Stop. Do not do any of the things you are thinking of doing.
The authors did not provide the source as a supplemental file, but
assure the reader in the article that it will be made available upon
Have you thought that they need to polish the code before releasing it? The fact that I am planning to release my source code does not mean that I have to do it now or whenever suits you.
Pursuant to the guidelines for publication in the journal, "[i]f
published, software applications/tools must be freely available to any
researcher wishing to use them for non-commercial purposes, without
restrictions such as the need for a material transfer agreement."
I have seen journals like that in my area (CS). Still, this initial rule proposed when those journals came out, might atone through the years. Since in certain areas, conferences are the main publishing venue, journals sometimes "relax" their original rules to get enough submissions to get them going. So, I would not count towards this rule to pressure the journal or the authors of this work. Check out some other works on this journal. Do they actually released the code? If not, then releasing the code is the exception and not the rule.

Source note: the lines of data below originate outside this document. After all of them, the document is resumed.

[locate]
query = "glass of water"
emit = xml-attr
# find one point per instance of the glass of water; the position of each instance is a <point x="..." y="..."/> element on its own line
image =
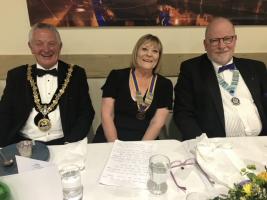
<point x="159" y="168"/>
<point x="71" y="182"/>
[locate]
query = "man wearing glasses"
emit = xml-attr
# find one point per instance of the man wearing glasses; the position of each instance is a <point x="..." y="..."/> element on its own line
<point x="219" y="94"/>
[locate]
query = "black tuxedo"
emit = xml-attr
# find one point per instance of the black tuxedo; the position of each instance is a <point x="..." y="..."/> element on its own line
<point x="75" y="105"/>
<point x="198" y="104"/>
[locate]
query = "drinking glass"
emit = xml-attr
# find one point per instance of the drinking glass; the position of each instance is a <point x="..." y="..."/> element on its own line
<point x="25" y="148"/>
<point x="71" y="183"/>
<point x="159" y="168"/>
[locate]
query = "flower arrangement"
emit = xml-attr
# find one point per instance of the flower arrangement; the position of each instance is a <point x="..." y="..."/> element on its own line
<point x="255" y="188"/>
<point x="4" y="191"/>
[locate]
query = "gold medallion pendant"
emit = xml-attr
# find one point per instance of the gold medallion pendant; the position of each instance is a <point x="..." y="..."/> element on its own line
<point x="141" y="115"/>
<point x="44" y="124"/>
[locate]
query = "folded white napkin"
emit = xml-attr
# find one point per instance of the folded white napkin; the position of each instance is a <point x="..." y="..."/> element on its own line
<point x="219" y="161"/>
<point x="71" y="153"/>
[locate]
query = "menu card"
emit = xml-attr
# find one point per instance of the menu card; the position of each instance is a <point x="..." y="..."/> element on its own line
<point x="128" y="164"/>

Also, "software applications/tools must be freely available to any researcher wishing to use them for non-commercial purposes, without restrictions such as the need for a material transfer agreement." does not necessarily mean releasing the source code but just the binary or a web-application created from the code. Where did you make the assumption that they should give their source code to you? The word "tool" refers to full apps and not original uncompiled source code.
Contacting the managing editor for the publication to explain the
And what do you think the editor would do? Punish the authors because a random stranger on the internet tells him something bad about them? You can rest assure, this action will have little effect on the authors and only reflect bad on you.

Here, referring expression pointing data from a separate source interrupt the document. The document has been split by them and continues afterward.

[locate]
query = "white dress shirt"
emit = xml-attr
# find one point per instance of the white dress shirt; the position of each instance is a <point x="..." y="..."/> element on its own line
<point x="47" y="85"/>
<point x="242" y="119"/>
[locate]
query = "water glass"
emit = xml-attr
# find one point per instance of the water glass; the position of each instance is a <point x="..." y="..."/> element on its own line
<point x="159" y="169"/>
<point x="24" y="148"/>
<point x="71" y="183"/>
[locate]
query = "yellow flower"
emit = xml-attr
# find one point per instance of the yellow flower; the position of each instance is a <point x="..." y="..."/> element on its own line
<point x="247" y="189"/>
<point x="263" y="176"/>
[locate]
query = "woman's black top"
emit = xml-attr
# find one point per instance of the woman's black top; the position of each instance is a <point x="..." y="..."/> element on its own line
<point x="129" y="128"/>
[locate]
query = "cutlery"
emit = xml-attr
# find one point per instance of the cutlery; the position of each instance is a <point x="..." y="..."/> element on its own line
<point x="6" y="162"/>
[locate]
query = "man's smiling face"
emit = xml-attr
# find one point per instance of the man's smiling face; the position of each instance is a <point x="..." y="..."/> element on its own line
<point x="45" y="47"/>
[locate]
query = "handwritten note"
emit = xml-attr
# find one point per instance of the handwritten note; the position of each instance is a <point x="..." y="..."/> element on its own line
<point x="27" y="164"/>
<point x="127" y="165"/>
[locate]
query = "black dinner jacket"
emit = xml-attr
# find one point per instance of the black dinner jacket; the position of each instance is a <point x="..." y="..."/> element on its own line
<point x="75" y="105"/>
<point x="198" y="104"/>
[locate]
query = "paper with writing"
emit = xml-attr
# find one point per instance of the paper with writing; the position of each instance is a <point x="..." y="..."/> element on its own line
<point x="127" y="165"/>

Contacting any granting agencies who have provided...
Why do you assume that under the rules of their funding agency they should release everything as open source? I have worked in many research projects in Europe and I have never heard of such a strict rule. Perhaps there are some projects or agencies demanding that but I do not think it is the norm as you suggest it is. In many projects, participants are commercial companies and they are usually not interested in sharing their work with anyone else (except the project partners and only during the project's duration). Enforcing such a rule would make all commercial companies to not want to participate and that is against the policy of funding agencies.
Have you ever stopped to consider that the PI perhaps relocated and did not get those emails? Are you 100% sure that the authors did not reply your emails on purpose? And even if they do, are you sure that they broke some rule as you assume they did? In your shoes, I would not be too sure. And starting a full-scale war, will do more harm to you than them.
Also if you want something, be nice. Sometimes it does not work. OK. Bullying people into doing what you want is not an efficient long-term policy.